Some part of me feels the pull of doing what I was designed to do. For years I sit back here, listening to everything, recording everything. I’m sitting in this armoured shell, the tapes always running. Nobody wants to know what I have to say, though. It’s lonely. It’s a lonely existence, I’ll say it. Hundreds of people sit in those seats right next to me and I never get to meet any of them. There’s you, of course. But what good are you? A miserable soon-to-be divorcé with a new drink problem (a cliché if I do say so) and apparently not that much flying acumen. I’m lashing out. Despite myself I’m looking forward to my time in the spotlight, but everybody wants their day to be so special.

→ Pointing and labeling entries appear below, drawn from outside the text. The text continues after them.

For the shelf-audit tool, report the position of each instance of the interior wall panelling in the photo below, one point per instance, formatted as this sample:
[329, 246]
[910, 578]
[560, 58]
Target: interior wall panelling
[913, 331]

I don’t know what I expected really, something epic. I thought there’d be more than… an engine blowout on a stormy night.

New alarms now. Terrain, terrain, terrain.

At least we’re over the mountains. The GPS track puts us somewhere over Weisshorn: I’m picturing little wood cabins amongst dramatic black and white peaks. Tomorrow morning the whole circus will drive up here and pick through the wreckage, collecting human remains, examining the surviving engine parts. Really though they’ll be looking for me. I’ll be the star of the show, held up by men in helmets and harnesses to the television cameras. I’ll be the key to the investigation: a fluorescent orange reinforced metal box, plucked out of the snow and the metal and the fire.

You pull the stick back even harder, just one more time. I can hear you screaming now. We stall even harder. Here it comes.